In [None]:
%matplotlib inline
import numpy as np
import pandas as pd
import matplotlib.pyplot as plt

import matplotlib.cm as cm

import matplotlib
matplotlib.rcParams.update({'font.size':18})
matplotlib.rcParams.update({'font.family':'serif'})

from matplotlib.colors import LogNorm

from astropy.io import fits

In [None]:
from scipy.optimize import curve_fit

In [None]:
# read the SNe data in
file = 'data/J_ApJ_716_712_tableb2.dat'


df = pd.read_table(file, delimiter='|', skiprows=7, header=None,
                   names=['SNe', 'S2N', 'Z', 'Bmag', 'Bmag_e', 'x1', 'x1_e', 'c', 'c_e', 'mu', 'mu_e', 'ref', 'fail'])

df

### Plot the redshift (Z) vs the distance modulus (mu)
This a classic figure for Supernova Cosmology!
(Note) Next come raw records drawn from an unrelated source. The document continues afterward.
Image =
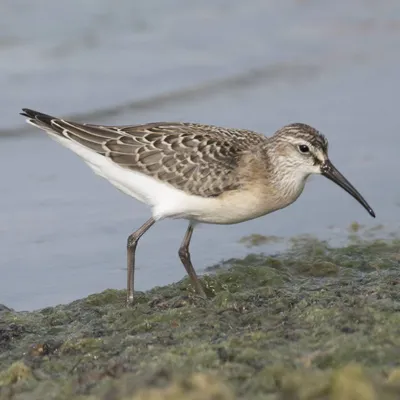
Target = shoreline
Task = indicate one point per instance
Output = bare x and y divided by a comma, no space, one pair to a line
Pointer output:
309,323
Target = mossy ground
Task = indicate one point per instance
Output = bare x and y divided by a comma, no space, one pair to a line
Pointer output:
313,323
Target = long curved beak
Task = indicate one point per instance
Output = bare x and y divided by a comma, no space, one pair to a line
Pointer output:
329,170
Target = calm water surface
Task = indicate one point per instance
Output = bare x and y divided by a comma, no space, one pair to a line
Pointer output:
255,64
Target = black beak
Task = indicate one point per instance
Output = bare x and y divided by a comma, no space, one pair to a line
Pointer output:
329,171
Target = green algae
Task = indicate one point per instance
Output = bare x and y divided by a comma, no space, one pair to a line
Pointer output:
312,323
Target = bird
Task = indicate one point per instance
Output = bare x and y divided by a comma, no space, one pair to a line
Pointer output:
197,172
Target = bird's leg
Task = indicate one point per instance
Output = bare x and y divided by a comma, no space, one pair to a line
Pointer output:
131,250
184,255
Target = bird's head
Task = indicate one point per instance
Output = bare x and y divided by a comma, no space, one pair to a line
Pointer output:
300,150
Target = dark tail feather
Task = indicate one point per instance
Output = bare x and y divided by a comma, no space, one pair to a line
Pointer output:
37,116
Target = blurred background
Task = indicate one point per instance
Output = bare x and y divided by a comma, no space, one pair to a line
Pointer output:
255,64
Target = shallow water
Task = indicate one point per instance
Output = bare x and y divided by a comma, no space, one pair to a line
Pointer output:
257,65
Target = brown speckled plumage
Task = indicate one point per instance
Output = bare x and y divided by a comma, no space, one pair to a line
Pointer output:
199,159
203,173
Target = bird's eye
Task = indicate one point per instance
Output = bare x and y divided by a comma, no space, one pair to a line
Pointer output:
304,148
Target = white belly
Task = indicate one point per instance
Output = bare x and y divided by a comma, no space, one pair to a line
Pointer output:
164,199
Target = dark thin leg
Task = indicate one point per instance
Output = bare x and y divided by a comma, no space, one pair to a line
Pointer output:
184,255
131,249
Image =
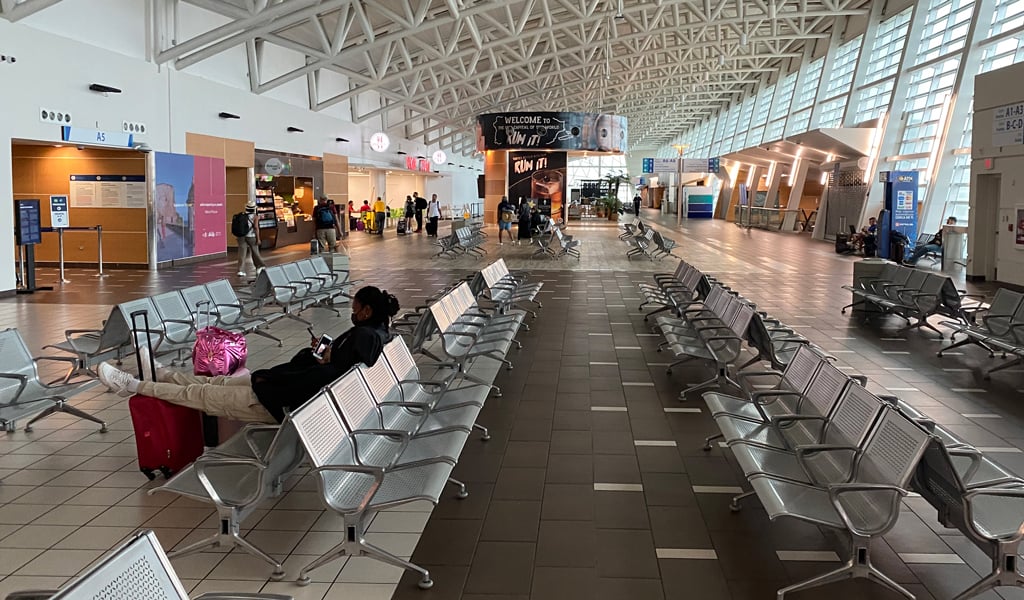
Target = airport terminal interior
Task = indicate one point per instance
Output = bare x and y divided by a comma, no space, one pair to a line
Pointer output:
700,373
(Put redshift on the X axis)

## BONUS
You could also convert $\mu$ to distance, using the formula:

$\mu = 5 \log_{10}(d) - 5$, 

where $d$ is in parsec.


You could also convert redshift ($z$) into velocity, using the approximation:

$v = c z$

where $c$ is the speed of light.

Now make the same diagram with units of Mpc (millions of pc) on the y-axis, and km/s on the X-axis

Fit a line to this data. What is the slope?

# Polynomial Fits

Let's try to fit the data using a simple polynomial fit function, built in to numpy...
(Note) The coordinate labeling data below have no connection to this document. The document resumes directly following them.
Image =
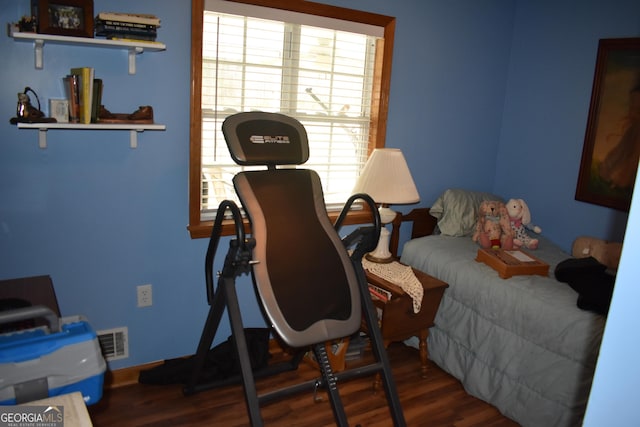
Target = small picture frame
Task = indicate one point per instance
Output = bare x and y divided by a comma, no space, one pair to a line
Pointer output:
64,17
612,148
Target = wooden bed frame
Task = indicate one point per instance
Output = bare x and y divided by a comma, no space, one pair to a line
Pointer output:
423,224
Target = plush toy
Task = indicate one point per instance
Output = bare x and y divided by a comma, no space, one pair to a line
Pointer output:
520,220
493,229
605,252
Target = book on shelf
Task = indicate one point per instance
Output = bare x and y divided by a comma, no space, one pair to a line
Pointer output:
126,25
97,99
72,92
111,31
85,85
136,18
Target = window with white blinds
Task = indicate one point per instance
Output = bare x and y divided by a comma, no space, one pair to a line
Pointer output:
320,73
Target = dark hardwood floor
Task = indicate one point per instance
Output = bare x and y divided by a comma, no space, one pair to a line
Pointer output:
438,400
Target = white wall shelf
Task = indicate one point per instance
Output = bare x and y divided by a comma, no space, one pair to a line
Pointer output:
133,129
133,47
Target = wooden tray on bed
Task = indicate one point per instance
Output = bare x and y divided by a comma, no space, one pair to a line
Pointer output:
511,263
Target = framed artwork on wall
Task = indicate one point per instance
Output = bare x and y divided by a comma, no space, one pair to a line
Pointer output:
612,139
64,17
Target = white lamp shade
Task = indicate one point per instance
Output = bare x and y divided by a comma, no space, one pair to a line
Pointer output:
387,179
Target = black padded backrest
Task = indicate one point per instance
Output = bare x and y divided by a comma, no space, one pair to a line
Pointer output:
303,276
258,138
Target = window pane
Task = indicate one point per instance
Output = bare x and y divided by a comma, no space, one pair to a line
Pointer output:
320,76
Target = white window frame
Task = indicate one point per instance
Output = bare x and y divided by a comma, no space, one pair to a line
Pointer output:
199,225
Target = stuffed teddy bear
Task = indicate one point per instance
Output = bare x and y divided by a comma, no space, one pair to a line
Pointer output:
520,220
493,229
605,252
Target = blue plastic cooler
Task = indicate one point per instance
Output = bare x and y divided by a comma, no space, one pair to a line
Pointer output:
44,362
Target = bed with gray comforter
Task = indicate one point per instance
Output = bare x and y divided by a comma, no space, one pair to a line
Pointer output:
520,344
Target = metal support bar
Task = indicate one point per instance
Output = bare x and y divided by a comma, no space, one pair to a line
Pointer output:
133,137
132,58
42,138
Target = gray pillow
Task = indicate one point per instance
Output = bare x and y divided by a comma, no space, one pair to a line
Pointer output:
457,210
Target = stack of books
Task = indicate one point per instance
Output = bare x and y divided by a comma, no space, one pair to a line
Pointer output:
84,93
127,26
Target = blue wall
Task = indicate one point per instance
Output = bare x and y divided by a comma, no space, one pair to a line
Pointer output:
490,95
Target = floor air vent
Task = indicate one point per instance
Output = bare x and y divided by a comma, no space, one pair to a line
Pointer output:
114,343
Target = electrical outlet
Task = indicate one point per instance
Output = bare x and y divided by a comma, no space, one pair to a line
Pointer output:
145,295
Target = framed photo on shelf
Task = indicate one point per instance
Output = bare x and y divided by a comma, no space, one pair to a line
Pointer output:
612,140
64,17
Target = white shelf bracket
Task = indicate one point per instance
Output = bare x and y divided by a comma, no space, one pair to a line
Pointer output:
133,137
42,138
132,58
37,51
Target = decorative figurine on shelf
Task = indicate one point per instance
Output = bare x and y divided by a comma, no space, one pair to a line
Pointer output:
28,24
143,115
27,113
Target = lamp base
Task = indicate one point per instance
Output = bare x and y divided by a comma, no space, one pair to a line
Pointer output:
372,258
381,253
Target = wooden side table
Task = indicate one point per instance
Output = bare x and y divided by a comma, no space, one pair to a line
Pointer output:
397,319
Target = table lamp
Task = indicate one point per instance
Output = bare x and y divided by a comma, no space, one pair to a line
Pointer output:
387,179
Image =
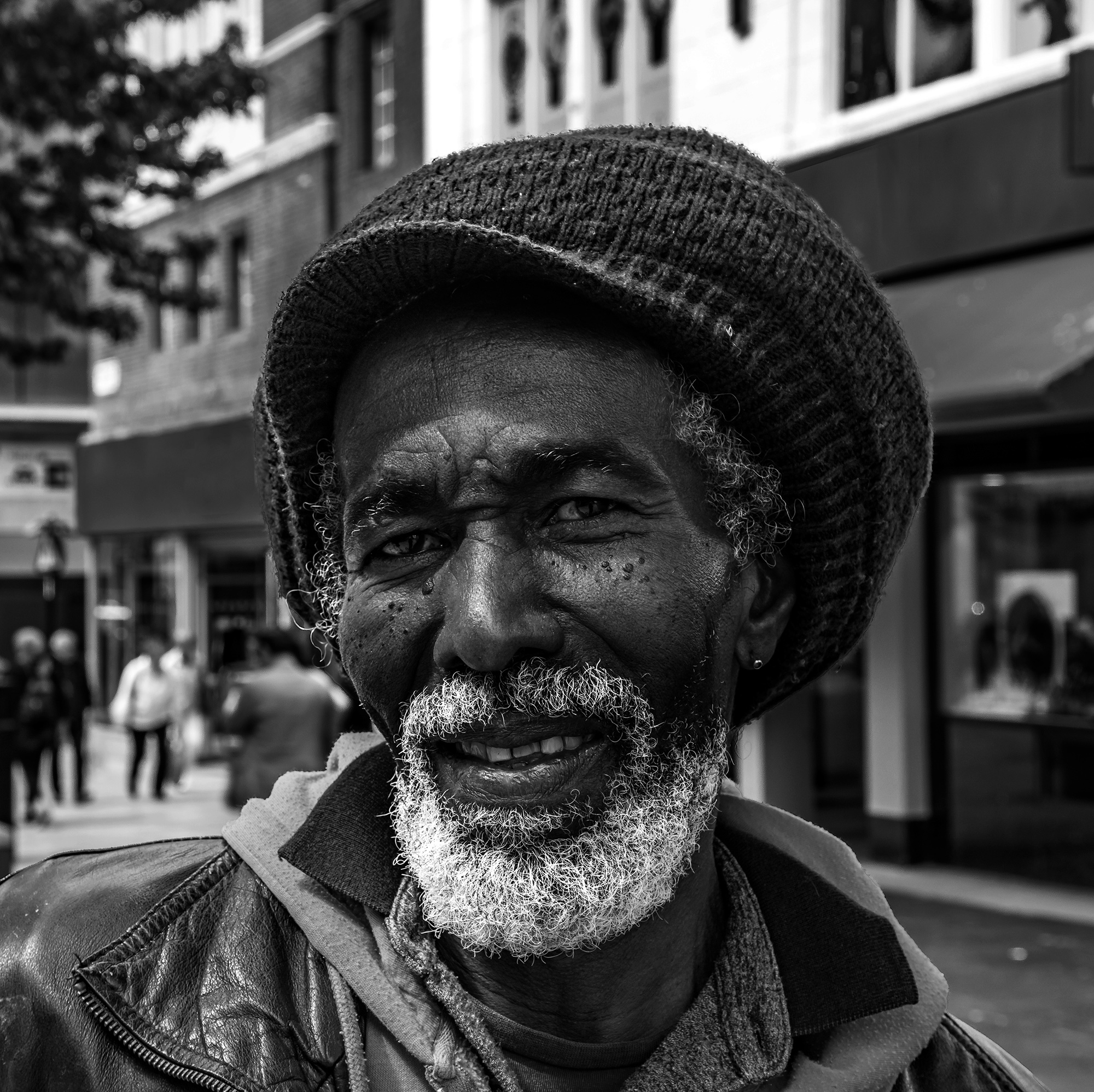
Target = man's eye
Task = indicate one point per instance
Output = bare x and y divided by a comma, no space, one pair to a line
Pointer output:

**Experiment with different fit orders**

In [None]:
ok = np.isfinite(df['mu']) # you'll want to make this cut to get rid of missing data!

DEG = 1 # this is the order of polynomial you want to fit
fit = np.polyfit(df['XAXIS'][ok], df['YAXIS'][ok], DEG)

plt.scatter(df['XAXIS'][ok], df['YAXIS'][ok]) # plot the data again (as above)

# now plot the FIT to the data...
plt.plot(df['XAXIS'][ok], np.polyval(fit, df['XAXIS'][ok]), 
         color='red', lw=3)



# Powerlaw Fit

It turns out we happen to know a bit about the physics of what we're looking at... so let's use that to make a smarter fit! In this case, the Y-axis (distance modulus) is in magnitudes, a logarithmic unit. Let's convert the X-axis to a log scaling and fit a straight line.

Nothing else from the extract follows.